|Dr. Del Doughty |
HUNTINGTON, Ind. — Grading essays and writing assignments just became much easier thanks to the efforts of a Huntington University professor and 2011 graduate.
Apple released the new application on March 5 for iPhones and iPads called HighMarks. The application diminishes the time spent grading papers for teachers up to 50 percent.
Dr. Del Doughty, professor of English, and 2011 animation alum Andrew Martin worked in conjunction to develop and create this concept. Doughty worked as the project lead, and Martin worked as the development consultant.
“For most teachers, the toughest part about the job is grading papers,” Doughty said. “It's especially tedious when one has to keep making the same comments. That led me to wonder, in what ways, can I rethink the grading process to eliminate the repetitive, tedious parts? If we could find a way to do that, then there would be more time for things that would be more enriching to teachers as well as students.”
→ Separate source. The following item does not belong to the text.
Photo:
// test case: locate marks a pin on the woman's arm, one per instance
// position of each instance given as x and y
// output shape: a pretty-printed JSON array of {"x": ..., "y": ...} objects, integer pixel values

Doughty didn’t own an iPad at the time, but had been playing around with a rental from the university’s library to see how the device worked. After studying the Apple product, Doughty quickly began brainstorming ideas to design a new application meant to make the grading process easier.
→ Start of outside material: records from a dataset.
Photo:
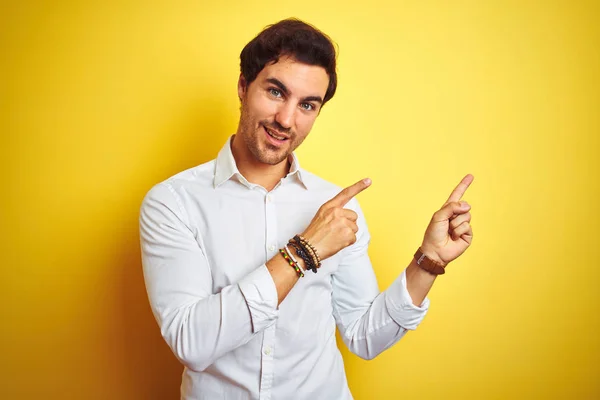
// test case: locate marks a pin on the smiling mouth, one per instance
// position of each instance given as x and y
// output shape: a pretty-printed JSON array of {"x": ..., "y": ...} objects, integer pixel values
[{"x": 275, "y": 135}]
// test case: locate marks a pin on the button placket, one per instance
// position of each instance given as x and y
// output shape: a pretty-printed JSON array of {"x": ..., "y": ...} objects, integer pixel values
[{"x": 268, "y": 343}]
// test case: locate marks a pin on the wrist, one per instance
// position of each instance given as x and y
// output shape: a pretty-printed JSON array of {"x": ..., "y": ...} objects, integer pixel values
[{"x": 432, "y": 255}]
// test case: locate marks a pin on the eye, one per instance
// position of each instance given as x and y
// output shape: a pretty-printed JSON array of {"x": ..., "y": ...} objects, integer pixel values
[
  {"x": 275, "y": 92},
  {"x": 307, "y": 106}
]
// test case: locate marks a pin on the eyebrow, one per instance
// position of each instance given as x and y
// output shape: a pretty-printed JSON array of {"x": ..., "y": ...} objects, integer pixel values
[{"x": 286, "y": 91}]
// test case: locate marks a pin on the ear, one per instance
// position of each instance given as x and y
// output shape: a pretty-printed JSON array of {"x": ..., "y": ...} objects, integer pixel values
[{"x": 242, "y": 87}]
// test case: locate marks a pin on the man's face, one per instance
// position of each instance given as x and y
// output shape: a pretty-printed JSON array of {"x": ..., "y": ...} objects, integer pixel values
[{"x": 279, "y": 108}]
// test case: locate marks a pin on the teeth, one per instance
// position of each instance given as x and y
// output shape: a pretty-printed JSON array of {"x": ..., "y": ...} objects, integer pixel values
[{"x": 275, "y": 136}]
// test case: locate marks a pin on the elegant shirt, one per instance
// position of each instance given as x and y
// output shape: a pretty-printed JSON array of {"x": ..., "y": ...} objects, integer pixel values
[{"x": 206, "y": 234}]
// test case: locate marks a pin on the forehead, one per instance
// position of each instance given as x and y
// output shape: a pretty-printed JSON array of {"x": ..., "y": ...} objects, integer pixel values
[{"x": 301, "y": 79}]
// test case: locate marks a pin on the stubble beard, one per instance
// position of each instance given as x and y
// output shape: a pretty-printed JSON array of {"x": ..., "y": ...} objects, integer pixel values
[{"x": 252, "y": 133}]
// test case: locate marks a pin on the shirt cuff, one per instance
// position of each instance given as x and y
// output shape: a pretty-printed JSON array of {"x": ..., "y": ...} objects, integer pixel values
[
  {"x": 401, "y": 307},
  {"x": 260, "y": 293}
]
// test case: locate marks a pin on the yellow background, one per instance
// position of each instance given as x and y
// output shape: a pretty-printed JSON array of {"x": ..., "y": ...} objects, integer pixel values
[{"x": 100, "y": 100}]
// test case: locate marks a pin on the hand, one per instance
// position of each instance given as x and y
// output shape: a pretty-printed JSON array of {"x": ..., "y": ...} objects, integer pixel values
[
  {"x": 449, "y": 233},
  {"x": 334, "y": 227}
]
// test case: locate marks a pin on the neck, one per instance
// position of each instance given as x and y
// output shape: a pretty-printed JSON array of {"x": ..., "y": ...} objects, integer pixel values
[{"x": 254, "y": 171}]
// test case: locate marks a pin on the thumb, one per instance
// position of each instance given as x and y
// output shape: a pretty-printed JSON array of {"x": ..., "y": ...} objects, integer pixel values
[{"x": 450, "y": 209}]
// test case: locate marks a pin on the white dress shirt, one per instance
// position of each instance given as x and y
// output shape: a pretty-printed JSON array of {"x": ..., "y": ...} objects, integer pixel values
[{"x": 206, "y": 234}]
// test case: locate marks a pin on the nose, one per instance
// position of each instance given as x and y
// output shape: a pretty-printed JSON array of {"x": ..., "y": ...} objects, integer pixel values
[{"x": 285, "y": 115}]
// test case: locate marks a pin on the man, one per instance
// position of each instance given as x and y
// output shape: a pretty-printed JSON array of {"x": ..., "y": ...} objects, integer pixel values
[{"x": 228, "y": 247}]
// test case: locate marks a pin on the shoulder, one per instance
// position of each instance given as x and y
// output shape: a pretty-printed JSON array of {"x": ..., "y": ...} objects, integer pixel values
[{"x": 170, "y": 190}]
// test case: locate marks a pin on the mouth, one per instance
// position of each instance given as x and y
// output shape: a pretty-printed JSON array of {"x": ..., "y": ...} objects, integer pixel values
[{"x": 275, "y": 136}]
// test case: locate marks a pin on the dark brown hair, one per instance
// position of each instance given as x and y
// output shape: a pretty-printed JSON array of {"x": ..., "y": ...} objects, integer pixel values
[{"x": 294, "y": 38}]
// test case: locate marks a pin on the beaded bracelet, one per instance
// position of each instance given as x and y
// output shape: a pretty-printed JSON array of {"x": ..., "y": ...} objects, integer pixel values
[
  {"x": 304, "y": 255},
  {"x": 287, "y": 250},
  {"x": 310, "y": 249},
  {"x": 292, "y": 264}
]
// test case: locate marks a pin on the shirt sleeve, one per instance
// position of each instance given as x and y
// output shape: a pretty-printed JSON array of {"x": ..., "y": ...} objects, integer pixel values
[
  {"x": 198, "y": 325},
  {"x": 370, "y": 321}
]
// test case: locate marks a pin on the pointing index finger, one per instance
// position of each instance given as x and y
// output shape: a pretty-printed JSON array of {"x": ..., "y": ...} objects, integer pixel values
[
  {"x": 460, "y": 190},
  {"x": 348, "y": 193}
]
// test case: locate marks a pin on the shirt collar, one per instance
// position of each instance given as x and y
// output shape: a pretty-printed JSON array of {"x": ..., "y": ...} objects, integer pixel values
[{"x": 226, "y": 168}]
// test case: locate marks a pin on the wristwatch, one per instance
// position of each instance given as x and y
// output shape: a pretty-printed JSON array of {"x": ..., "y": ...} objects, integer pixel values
[{"x": 428, "y": 264}]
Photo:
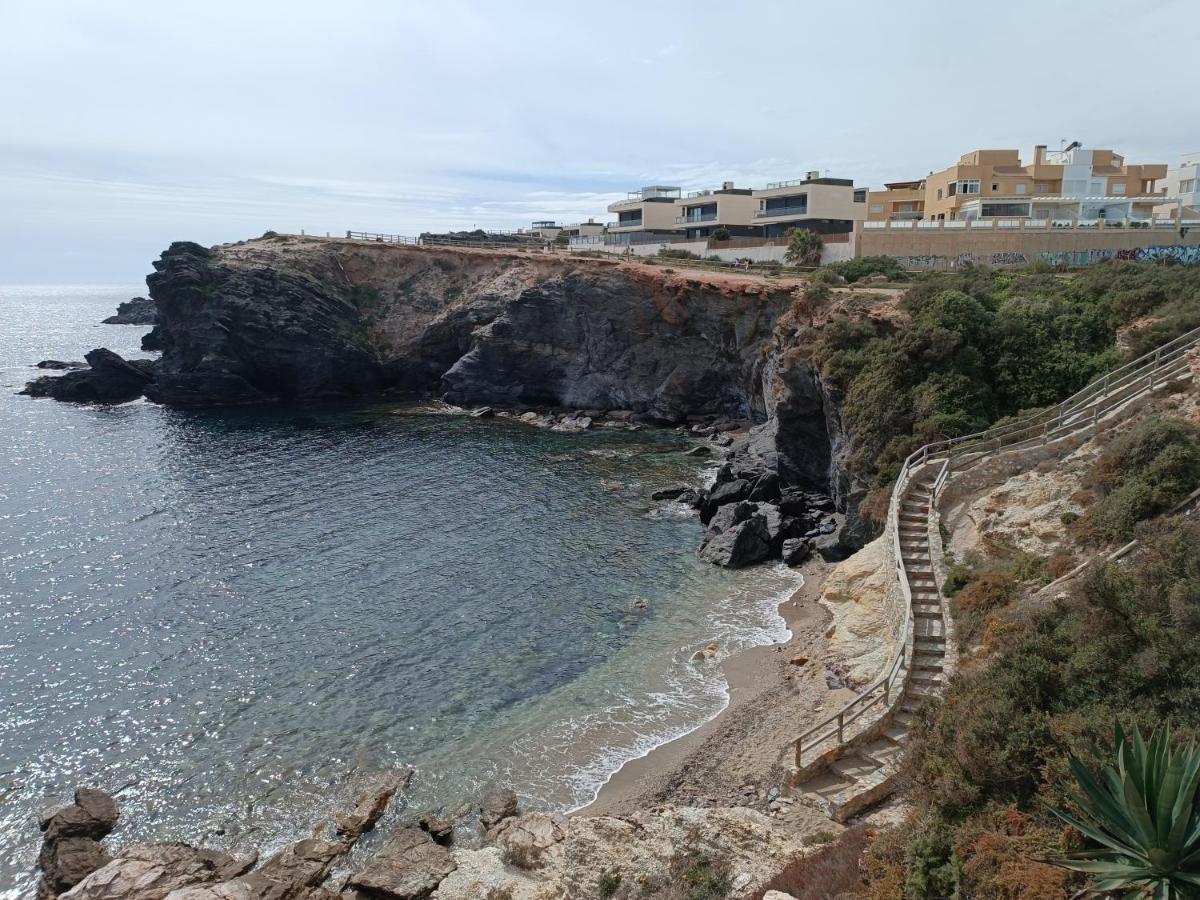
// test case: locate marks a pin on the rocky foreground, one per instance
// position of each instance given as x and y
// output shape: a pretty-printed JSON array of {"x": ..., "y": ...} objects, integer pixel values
[
  {"x": 583, "y": 340},
  {"x": 535, "y": 856}
]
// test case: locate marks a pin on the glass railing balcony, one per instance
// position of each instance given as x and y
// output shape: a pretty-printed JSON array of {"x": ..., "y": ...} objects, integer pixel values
[{"x": 781, "y": 211}]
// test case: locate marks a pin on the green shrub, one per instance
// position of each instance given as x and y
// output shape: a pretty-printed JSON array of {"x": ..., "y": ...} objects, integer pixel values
[
  {"x": 1143, "y": 473},
  {"x": 862, "y": 267}
]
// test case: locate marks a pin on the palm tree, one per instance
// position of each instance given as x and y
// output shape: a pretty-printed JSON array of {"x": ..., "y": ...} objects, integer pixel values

The HighMarks application allows users to incorporate touch-screen and voice command technology into the grading process of essays. A student sends his or her writing assignment to the teacher’s e-mail. The teacher then pastes the assignment into the HighMarks application on their iPhone or iPad. The teacher may leave comments and use grammatical correction options when using the application. A teacher also may assign a letter grade to the assignment.
Doughty soon realized, though, that he needed a developer to design the actual application, and he quickly thought of Martin. Martin had just finished developing the application, “Mafia Card-Generator,” a popular video game.
“I do have to mention that without Dr. Doughty’s expert advice on how the app functions, it would not be nearly the app that it is today,” Martin said. “I foresee his direct involvement in the industry we are seeking to impact being a great opportunity for getting the app noticed. Dr. Doughty’s involvement in the educational system may lead to interesting publicity opportunities at events such as conferences and seminars.”
The application costs $1.99, and may be purchased through the iTunes Store.
“I've been delighted by the app,” Doughty said. “Andrew didn't just carry out instructions; he actually came up with a lot of good ideas and suggestions along the away. So in the end, the app is better than I'd ever imagined.”